Em baixo segue a tradução do vídeo em português, por Vanda  Menezes Santos. O vídeo tem legendas em português do Brasil, para as obter, basta carregar no símbolo da roda dentada e selecionar "portuguese".

"Se ainda não percebeu bem o que é consentimento, imagine que, em vez de iniciar o acto sexual, lhe faz uma chávena de chá.

Você diz-lhe: "Olha, queres um chá?" e a pessoa responde: "Óptimo, adorava um chá! Obrigado/a". Você percebe que a pessoa quer chá. Se você pergunta: "Olha, queres chá?" e há uma hesitação: "Hum...não tenho a certeza...", então pode fazer o chá à mesma, ou não, mas saiba que a pessoa pode não o beber. E se ela não o quiser beber, então - e isto é que é importante - não a obrigue a tomá-lo. Lá porque você o fez, não quer dizer que tenha o direito de a ver bebê-lo. E se a pessoa disser: "Não, obrigada", então não lhe faça chá. De todo! Não lhe faça chá! Nem lhe faça chá, nem se chateie porque a pessoa não quer chá. A pessoa não quer chá, ok?

Ela até pode dizer: "Sim, por favor. Isso é muito simpático!", e depois, quando o chá chega, afinal não o quer. Claro que isso é aborrecido, porque você se deu ao trabalho de fazer o chá, mas a pessoa não tem a obrigação de o beber; queria o chá e agora não quer. Há gente que muda de ideias durante o tempo que o chá leva a fazer; as pessoas têm o direito de mudar de opinião, e você continua a não ter o direito de as ver tomar o chá. E se a pessoa estiver inconsciente, não lhe faça chá. Gente que está inconsciente não quer chá; e não está capaz de responder à pergunta: "Queres chá?", precisamente porque está inconsciente.

Ok, pode ser que estivesse consciente quando lhe perguntou se queria chá e respondeu que sim, mas enquanto você ferveu a água, deixou o chá abrir e juntou o leite, a pessoa ficou inconsciente. Nesse caso, largue lá o chá. Olhe pela segurança da pessoa inconsciente e - isto é que é outra vez importante - não a faça tomar o chá. A pessoa disse que sim, na altura, é facto, mas gente desmaiada não quer chá. Se alguém disse que sim ao chá, começou a bebê-lo e depois perdeu os sentidos antes de o acabar, não continue a enfiá-lo pela boca abaixo. Ponha o chá de parte e verifique que a pessoa está em segurança, porque gente desmaiada não quer chá. Vá por mim quando o afirmo!

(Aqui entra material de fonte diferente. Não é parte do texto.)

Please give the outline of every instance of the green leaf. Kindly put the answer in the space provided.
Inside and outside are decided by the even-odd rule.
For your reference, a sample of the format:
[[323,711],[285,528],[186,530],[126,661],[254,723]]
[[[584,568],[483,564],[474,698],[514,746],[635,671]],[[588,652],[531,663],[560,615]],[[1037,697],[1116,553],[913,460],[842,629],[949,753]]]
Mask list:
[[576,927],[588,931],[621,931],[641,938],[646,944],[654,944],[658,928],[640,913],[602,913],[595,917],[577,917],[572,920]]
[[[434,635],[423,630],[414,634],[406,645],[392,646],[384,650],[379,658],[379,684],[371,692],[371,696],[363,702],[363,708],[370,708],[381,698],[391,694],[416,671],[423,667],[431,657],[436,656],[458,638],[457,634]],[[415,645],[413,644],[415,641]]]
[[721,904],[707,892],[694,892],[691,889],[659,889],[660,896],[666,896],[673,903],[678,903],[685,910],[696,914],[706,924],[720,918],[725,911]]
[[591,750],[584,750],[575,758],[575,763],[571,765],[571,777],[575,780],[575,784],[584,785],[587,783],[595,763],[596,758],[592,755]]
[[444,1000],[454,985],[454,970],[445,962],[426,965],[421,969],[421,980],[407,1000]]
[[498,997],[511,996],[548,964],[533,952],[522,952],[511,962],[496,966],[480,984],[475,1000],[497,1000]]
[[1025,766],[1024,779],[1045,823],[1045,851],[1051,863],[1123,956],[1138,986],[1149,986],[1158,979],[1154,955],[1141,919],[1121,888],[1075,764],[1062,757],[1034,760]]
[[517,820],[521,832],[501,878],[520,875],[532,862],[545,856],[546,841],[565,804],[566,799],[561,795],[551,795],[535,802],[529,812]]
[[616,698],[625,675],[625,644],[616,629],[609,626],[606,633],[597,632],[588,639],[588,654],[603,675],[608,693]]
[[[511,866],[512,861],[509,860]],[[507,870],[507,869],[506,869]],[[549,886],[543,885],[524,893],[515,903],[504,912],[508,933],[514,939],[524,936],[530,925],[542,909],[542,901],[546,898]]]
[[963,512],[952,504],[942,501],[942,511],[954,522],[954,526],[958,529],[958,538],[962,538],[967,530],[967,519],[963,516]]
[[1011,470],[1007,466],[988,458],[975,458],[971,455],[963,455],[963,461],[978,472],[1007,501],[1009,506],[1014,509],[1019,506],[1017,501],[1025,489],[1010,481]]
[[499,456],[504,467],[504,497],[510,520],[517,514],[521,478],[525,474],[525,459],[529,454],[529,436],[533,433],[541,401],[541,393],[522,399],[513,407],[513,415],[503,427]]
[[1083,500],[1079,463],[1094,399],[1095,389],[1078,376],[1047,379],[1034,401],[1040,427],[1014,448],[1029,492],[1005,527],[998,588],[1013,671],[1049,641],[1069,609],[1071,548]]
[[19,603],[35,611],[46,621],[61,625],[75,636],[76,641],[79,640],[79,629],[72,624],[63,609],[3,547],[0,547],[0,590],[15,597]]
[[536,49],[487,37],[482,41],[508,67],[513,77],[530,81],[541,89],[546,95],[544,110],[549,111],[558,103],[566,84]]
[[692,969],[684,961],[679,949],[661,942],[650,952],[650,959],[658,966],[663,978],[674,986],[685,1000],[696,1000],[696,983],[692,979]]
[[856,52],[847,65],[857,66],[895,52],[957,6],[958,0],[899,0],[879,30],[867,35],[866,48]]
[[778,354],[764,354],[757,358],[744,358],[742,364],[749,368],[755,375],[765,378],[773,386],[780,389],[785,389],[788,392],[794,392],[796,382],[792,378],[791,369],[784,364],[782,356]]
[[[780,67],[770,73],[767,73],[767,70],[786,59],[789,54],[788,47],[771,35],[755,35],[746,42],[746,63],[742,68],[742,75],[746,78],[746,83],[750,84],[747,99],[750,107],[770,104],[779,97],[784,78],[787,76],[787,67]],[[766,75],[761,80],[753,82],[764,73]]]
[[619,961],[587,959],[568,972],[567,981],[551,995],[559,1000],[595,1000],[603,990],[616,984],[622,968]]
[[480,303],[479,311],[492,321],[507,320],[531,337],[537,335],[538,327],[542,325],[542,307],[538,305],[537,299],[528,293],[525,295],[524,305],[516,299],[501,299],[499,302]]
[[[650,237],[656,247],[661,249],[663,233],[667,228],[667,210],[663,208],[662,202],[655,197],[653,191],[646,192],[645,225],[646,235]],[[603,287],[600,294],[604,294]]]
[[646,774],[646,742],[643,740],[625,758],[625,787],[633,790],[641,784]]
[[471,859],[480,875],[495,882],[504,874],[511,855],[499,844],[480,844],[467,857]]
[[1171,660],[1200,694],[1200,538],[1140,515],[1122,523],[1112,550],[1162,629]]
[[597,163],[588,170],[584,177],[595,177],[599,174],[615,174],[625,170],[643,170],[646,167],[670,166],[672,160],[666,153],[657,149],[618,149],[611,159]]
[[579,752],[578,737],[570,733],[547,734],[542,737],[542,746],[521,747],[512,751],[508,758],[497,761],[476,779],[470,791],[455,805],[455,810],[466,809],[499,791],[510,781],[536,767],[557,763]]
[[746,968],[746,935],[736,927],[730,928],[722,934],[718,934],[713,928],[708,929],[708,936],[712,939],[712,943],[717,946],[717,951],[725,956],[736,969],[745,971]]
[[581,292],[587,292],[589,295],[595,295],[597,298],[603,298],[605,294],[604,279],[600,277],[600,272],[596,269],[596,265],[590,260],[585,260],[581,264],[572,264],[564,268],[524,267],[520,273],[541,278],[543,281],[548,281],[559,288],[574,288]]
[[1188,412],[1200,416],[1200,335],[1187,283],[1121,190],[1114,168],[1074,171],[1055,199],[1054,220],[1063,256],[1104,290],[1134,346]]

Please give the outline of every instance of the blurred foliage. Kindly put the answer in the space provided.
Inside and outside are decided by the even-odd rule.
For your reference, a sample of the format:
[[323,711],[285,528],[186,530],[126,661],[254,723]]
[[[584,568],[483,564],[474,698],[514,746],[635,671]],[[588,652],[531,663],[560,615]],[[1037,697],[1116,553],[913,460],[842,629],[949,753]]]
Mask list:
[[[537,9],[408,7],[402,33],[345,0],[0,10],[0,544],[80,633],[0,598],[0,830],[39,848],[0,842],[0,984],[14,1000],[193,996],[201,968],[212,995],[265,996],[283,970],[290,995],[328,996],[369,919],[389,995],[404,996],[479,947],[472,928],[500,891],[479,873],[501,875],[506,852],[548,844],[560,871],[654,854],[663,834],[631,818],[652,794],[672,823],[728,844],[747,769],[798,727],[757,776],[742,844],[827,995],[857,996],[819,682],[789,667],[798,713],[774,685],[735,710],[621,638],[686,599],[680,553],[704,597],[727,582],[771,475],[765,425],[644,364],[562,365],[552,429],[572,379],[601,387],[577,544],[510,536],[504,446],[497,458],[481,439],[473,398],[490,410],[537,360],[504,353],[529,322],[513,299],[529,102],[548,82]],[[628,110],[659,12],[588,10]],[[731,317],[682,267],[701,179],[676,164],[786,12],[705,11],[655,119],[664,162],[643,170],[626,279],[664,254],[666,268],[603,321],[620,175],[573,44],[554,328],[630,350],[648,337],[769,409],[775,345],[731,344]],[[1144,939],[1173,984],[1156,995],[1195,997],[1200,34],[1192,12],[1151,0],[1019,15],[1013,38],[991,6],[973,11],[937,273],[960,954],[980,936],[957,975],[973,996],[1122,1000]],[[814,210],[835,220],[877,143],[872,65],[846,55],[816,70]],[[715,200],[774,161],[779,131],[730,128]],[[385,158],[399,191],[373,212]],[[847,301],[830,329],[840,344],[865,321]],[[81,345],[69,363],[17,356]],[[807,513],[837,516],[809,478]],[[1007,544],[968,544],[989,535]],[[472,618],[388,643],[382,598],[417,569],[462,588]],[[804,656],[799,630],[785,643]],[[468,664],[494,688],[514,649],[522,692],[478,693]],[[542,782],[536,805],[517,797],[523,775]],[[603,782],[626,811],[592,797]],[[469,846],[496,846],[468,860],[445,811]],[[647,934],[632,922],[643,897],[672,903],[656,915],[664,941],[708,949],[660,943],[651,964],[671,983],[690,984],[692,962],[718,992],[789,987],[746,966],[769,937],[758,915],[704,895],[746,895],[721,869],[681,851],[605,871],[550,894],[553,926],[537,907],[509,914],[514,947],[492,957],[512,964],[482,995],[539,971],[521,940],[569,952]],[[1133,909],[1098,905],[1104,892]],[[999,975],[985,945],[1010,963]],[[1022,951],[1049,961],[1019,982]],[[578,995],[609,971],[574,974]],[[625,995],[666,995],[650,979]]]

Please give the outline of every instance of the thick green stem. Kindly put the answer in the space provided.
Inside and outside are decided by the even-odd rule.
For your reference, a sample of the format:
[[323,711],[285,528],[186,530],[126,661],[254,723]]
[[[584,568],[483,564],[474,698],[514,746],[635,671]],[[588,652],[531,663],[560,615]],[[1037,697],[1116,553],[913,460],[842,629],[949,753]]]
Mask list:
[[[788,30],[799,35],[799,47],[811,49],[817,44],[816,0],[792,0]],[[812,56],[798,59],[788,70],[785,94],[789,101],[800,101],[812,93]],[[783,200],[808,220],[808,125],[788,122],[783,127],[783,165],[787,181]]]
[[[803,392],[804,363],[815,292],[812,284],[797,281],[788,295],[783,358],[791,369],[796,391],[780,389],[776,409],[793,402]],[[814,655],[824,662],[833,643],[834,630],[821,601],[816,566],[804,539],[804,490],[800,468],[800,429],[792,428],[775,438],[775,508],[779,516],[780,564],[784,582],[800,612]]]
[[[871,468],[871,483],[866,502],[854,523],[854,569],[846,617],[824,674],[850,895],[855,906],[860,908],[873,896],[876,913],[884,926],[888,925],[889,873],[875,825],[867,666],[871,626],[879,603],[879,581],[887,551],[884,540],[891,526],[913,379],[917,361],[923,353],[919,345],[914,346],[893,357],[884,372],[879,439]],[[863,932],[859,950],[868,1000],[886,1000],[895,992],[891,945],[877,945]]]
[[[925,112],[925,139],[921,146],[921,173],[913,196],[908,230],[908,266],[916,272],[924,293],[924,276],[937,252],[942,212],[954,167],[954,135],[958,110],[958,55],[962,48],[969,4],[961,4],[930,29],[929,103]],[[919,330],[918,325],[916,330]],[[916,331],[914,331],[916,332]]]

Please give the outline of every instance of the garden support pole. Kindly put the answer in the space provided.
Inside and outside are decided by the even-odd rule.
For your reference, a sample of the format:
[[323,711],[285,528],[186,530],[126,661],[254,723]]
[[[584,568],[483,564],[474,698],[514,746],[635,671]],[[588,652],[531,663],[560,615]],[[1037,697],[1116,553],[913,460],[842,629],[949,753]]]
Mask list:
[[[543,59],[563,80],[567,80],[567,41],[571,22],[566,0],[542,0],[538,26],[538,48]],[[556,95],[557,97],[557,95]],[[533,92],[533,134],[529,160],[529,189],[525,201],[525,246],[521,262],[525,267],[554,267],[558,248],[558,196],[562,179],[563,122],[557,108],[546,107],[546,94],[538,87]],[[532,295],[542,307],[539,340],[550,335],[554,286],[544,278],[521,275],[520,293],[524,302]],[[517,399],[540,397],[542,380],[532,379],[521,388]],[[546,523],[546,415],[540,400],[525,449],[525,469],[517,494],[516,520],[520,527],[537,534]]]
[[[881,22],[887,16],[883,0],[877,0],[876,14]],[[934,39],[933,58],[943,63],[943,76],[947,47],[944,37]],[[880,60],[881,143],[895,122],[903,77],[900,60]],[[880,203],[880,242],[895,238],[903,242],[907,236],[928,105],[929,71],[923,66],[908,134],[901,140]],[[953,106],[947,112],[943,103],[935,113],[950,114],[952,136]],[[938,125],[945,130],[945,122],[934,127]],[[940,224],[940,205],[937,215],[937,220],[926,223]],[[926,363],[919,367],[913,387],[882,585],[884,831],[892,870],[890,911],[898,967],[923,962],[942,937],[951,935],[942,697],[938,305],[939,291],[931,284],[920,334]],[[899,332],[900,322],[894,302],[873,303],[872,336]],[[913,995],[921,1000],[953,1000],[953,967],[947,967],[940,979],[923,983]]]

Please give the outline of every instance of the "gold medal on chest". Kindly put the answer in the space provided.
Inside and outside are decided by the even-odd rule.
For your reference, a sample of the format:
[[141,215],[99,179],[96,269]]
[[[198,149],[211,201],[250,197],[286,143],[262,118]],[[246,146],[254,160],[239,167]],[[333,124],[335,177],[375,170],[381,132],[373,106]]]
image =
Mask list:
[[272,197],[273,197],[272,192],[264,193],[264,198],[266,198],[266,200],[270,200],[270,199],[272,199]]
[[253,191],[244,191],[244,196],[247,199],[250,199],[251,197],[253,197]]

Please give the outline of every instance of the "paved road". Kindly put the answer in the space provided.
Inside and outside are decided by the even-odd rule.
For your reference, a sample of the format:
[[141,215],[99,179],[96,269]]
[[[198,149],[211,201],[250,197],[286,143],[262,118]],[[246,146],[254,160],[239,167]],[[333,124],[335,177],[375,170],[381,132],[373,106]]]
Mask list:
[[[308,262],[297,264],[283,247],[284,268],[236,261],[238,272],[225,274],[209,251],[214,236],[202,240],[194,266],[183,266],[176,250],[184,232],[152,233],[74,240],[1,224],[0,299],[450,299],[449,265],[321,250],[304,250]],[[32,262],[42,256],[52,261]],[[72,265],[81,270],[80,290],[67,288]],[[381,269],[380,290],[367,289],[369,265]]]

Se alguém lhe aceitou um chá em casa, no sábado passado, isso não quer dizer que queira que lhe faça chá a toda a hora. Essa pessoa não vai querer que lhe apareça lá em casa sem avisar, lhe faça chá e a obrigue a bebê-lo, numa de "Mas tu quiseste chá na semana passada!". Também não vai querer acordar consigo a enfiar-lhe chá pela boca abaixo e a dizer-lhe: "Mas tu quiseste chá ontem à noite!".

Se você consegue perceber como é ridículo forçar as pessoas a beberem chá, quando não querem bebê-lo, e se é capaz de entender quando as pessoas não querem chá, então qual é a dificuldade, quando se trata de sexo? Seja chá, ou seja sexo, o consentimento é tudo.

E posto isto, vou fazer um chazinho."